BATS Europe, a pan-European multilateral trading facility backed by US exchange BATS, grabbed more European market share than rival platform Turquoise for the first time this week, as the loss of Turquoise’s market-making agreements took hold.
According to its own data, BATS Europe attained a 2.15% share of pan-European traded value yesterday – a record for the firm – compared to Turquoise’s 2%. BATS has also beaten its longer-established rival’s market shares in some individual European indices over the past week. Its share of the UK’s FTSE 100 index yesterday was 3.57% yesterday, compared to Turquoise’s 3.28%, and its share of Germany’s DAX 30 on Tuesday was 3.75% compared to Turquoise’s 2.42%.

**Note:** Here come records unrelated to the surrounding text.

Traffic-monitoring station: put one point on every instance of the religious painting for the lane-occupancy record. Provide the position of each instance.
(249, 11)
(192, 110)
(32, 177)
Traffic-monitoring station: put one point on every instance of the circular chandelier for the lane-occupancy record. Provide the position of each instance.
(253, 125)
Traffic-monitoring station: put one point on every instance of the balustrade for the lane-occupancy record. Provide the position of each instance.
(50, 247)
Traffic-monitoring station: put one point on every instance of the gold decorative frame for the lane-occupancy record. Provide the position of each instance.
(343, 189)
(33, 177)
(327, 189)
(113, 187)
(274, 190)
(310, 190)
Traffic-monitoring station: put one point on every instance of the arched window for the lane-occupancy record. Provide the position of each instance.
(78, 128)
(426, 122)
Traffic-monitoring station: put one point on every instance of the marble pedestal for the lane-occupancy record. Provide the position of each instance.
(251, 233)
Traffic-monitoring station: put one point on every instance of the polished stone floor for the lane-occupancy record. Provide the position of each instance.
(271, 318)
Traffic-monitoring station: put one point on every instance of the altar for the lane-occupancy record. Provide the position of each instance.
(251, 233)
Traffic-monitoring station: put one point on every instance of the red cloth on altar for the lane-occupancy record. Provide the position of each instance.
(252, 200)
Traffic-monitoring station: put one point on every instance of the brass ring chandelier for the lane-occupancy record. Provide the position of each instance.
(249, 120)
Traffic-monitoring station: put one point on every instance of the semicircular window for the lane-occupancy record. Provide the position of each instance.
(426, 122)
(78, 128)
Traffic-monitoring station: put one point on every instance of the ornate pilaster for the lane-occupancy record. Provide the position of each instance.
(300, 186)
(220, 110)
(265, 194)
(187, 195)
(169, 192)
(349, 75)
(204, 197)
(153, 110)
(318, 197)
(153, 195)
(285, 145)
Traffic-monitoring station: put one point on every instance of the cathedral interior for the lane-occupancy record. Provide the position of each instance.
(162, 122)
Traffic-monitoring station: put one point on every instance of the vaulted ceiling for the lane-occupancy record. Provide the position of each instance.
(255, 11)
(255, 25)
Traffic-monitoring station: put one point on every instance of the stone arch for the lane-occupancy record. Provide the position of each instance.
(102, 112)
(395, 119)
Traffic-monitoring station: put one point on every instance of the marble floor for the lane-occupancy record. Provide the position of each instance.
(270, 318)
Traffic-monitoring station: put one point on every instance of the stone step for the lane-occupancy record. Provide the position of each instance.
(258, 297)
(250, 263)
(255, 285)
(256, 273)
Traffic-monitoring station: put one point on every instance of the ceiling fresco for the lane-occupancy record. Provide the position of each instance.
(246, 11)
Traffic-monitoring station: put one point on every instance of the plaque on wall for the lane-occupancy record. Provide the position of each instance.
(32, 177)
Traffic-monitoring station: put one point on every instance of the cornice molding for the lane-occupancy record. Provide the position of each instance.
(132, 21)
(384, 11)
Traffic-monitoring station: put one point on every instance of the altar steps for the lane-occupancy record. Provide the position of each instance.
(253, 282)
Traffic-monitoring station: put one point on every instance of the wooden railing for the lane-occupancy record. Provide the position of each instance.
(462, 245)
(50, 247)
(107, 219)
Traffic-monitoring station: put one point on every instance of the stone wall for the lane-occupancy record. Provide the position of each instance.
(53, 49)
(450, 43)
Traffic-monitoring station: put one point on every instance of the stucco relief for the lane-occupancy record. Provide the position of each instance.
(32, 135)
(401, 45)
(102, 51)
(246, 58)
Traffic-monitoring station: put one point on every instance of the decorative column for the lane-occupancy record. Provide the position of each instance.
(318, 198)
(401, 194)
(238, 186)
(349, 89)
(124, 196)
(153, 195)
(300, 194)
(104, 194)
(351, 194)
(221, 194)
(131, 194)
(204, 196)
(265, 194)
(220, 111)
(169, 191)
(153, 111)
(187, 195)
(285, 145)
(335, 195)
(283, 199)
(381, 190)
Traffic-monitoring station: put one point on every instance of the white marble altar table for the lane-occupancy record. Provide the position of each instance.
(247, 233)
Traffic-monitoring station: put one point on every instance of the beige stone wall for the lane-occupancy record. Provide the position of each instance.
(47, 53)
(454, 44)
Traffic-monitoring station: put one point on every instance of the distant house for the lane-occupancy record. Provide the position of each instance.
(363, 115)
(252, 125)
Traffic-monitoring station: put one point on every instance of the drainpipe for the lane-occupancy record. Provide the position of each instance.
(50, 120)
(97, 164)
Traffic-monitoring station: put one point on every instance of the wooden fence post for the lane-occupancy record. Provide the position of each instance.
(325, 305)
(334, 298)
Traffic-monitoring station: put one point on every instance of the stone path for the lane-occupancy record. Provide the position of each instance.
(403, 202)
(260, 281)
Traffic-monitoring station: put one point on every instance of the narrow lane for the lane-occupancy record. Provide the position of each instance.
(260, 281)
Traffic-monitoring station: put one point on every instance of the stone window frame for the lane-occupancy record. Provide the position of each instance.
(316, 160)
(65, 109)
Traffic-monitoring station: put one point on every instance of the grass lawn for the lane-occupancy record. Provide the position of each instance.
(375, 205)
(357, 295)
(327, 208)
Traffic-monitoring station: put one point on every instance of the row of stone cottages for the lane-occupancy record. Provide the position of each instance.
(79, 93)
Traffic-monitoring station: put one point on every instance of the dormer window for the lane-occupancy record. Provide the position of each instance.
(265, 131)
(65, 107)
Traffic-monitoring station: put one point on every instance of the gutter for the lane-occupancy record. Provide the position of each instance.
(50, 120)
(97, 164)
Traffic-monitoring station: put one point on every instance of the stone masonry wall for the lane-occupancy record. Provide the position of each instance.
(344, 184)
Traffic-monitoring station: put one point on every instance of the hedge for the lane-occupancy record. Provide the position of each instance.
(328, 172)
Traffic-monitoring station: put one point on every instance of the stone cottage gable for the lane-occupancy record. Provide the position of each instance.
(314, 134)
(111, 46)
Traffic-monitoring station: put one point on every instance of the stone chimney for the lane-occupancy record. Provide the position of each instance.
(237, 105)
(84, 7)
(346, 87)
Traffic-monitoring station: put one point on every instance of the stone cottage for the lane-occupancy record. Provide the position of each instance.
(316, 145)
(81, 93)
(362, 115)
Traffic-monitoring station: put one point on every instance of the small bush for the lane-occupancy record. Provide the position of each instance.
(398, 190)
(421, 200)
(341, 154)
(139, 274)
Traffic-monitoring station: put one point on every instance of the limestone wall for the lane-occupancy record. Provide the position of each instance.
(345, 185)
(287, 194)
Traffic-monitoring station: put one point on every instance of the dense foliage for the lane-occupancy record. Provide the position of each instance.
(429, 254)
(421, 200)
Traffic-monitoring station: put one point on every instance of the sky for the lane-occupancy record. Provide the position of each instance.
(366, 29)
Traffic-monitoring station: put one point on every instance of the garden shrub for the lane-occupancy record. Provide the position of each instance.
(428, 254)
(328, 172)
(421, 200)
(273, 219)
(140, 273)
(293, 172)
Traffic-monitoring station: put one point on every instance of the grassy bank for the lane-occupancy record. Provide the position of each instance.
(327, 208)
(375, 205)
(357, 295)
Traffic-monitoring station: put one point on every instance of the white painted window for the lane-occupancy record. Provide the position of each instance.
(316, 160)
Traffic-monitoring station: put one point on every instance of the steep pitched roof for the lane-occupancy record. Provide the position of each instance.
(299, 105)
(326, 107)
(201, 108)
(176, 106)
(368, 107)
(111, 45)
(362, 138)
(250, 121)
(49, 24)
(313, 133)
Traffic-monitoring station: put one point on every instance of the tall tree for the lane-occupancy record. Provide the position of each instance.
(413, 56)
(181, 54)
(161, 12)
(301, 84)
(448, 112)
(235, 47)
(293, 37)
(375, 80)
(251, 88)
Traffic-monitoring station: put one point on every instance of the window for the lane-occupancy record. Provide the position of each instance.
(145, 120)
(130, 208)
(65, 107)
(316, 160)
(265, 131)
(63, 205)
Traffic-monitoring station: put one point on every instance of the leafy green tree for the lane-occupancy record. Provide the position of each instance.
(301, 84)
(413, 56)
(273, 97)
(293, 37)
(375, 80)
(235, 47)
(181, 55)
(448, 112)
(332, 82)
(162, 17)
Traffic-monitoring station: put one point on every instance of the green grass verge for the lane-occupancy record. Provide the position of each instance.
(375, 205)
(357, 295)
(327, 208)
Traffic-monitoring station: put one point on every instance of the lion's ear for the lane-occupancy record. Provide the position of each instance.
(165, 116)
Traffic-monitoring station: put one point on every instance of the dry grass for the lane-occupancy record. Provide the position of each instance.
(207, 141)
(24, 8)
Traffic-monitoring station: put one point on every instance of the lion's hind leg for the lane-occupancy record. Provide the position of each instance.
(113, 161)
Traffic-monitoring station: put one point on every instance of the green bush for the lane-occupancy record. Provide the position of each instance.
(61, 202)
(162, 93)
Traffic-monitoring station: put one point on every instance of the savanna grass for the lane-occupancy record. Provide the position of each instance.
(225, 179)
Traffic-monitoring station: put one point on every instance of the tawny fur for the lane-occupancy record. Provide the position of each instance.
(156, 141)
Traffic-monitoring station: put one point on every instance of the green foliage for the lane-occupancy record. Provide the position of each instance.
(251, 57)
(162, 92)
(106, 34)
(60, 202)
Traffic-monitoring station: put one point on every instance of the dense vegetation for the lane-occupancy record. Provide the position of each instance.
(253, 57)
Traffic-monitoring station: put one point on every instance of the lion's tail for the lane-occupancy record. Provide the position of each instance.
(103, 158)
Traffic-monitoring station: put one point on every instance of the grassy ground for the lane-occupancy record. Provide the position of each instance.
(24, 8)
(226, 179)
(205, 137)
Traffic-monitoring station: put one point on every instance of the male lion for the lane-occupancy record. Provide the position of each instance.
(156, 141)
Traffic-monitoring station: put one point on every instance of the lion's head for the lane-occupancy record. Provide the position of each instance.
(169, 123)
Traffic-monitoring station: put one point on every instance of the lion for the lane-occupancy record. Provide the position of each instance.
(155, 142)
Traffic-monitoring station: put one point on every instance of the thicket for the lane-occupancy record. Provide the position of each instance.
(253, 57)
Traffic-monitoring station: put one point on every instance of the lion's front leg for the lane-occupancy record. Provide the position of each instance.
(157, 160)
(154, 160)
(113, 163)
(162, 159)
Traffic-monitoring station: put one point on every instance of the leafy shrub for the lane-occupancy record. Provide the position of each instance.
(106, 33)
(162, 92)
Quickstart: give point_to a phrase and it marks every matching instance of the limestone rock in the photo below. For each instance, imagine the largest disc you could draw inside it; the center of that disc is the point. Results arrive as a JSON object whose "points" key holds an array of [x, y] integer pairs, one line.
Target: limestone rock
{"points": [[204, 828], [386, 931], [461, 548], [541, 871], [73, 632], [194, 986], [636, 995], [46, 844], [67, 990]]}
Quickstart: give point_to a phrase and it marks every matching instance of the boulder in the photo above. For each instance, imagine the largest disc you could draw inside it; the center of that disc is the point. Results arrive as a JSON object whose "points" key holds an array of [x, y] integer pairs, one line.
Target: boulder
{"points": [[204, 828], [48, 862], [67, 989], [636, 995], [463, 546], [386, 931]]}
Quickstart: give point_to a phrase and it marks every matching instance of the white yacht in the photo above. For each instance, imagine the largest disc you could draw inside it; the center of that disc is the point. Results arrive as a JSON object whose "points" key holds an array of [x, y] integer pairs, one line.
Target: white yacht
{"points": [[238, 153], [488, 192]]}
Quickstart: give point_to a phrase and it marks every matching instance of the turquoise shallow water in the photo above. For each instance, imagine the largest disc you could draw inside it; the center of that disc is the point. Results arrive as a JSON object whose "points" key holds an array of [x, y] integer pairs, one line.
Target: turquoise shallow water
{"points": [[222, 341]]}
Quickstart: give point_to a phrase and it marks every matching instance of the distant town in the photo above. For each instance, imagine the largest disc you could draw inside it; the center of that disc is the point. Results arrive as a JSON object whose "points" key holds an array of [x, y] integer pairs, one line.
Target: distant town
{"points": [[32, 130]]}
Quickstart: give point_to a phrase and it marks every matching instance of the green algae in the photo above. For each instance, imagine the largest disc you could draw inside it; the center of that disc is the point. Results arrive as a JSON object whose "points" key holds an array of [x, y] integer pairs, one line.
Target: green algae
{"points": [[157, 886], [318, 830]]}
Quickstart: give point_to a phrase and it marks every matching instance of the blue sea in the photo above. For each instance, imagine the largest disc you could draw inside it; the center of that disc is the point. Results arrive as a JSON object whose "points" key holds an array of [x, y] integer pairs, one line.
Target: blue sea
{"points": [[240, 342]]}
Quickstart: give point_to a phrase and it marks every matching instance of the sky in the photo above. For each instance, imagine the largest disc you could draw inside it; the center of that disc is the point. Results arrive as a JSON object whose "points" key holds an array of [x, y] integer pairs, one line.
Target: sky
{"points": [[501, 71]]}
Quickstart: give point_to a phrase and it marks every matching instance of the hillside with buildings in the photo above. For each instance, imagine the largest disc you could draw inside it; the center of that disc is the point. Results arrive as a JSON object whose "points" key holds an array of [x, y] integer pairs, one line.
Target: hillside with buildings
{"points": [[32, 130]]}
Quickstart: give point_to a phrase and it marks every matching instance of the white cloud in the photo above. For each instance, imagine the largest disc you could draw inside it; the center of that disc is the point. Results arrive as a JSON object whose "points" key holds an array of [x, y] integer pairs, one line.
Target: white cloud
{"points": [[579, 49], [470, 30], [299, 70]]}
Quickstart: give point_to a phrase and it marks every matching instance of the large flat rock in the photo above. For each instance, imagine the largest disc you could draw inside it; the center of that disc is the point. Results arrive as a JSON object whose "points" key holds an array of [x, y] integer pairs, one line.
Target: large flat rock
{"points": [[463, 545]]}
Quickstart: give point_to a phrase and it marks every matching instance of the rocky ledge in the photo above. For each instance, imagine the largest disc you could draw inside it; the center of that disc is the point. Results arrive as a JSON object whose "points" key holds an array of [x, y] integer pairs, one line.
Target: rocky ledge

Turquoise was once the second-largest MTF after Chi-X, measured by European market share, by quite a margin. However, the expiry of Turquoise’s market-making agreements with its nine founding banks on 13 March dropped Turquoise’s market share from the 6% region to the 2% region. According to the BATS figures, Turquoise’s European market share was 5.77% on 13 March – the last day the market-making deals were in place.
Nevertheless, Turquoise is still holding its own against BATS over the longer term, despite the loss of its market-making agreements. Turquoise’s five-day average market share yesterday was 2.25%, compared to BATS’ 1.41%.
Turquoise formally launched on September 22 last year, after a soft-launch period that began in August. BATS Europe launched on 31 October and completed its roll-out of stocks on 19 November.